Spare Change: Mo. Mortgage Bankers Swing for Fences with Gift to St.

When St. Louis banker William A. Donius stepped up to home plate at Busch Stadium Monday, he was wielding a five-foot-long check for $20,000 instead of a baseball bat.

On behalf of the Mortgage Bankers Association of St. Louis, Mr. Donius presented the symbolic check to an official of Major League Baseball's Cardinals for the benefit of the area's homeless. The team has a nonprofit arm that distributes money to charitable groups.

The association and its 50 bank members together give $100 for each Cardinal home run as part of a three-year-old Homers for the Homeless program.

"The more successful the players are, the more the mortgage bankers have to pay," said Mr. Donius, who is chief executive officer of $216 million- asset Pulaski Bank and co-chairman of Homers for the Homeless.

The giant check symbolized the minimum contribution the lenders plan to make at the end of the season. Of course, they will have to give more if the Cardinals hit more than 200 homers this year. They moved closer to that total during Monday's game when slugger Mark McGwire hit his seventh home run of the season in the sixth inning.

Mr. McGwire's tater should eventually help the homeless, and it definitely helped the Cardinals, who defeated the Philadelphia Phillies, 5- 2. - Laura Pavlenko Lutton

Arizona credit unions signed up more than 1,100 potential new members last weekend in the parking lots of Sam's Club stores.

To capitalize on federal legislation passed last year, 60 federal and state-chartered credit unions staged membership drives in the lots of five stores in metropolitan Phoenix, Tucson, Flagstaff, and Yuma.

"We didn't want to lose the momentum from HR 1151," said Gary Plank, executive director of the Arizona Credit Union League.

HR 1151-signed into law by President Clinton last August-allows credit unions to go outside traditional common bonds to recruit members.

The credit union booths were manned by employees sporting "We Can C.U. Now" T-shirts. Festivities included bobbing for $20 and $100 bills and a raffle for a Ford Escort.

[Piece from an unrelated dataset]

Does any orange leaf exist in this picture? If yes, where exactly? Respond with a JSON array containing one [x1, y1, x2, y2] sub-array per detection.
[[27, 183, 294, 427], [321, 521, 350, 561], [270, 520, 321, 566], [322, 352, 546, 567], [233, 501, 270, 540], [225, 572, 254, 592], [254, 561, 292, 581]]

Mr. Plank said he was pleased at the response-1,136 potential new members.

"It went as good as can be expected for hustling people for four hours in a park

ing lot," Mr. Plank said.

The league has also set up an "800" number, he said, which people can call to find whether they are eligible to join a credit union.

- Matt Andrejczak

If investors were caught off-guard by Coddle Creek Financial Corp.'s 62% first-quarter earnings decline, they had only themselves to blame.

The Mooresville, N.C., company reported earnings of 32 cents per share for the quarter ended March 31, compared with 84 cents a year earlier. The reduction was the result of a $400,000 charge taken by Coddle Creek to buy stock for the company's executive option plan-which was approved by shareholders in January.

Coddle Creek president George Brawley Jr. said shareholders "overwhelmingly" supported the option plan at the January special meeting. Nevertheless, he said, he has fielded calls in the last month from confused investors who are wondering why earnings fell so sharply.

Mr. Brawley has been able to calm fears by stressing that this was a one-time charge. Without it, Coddle Creek's earnings would have grown 8%, to 91 cents per share, he said.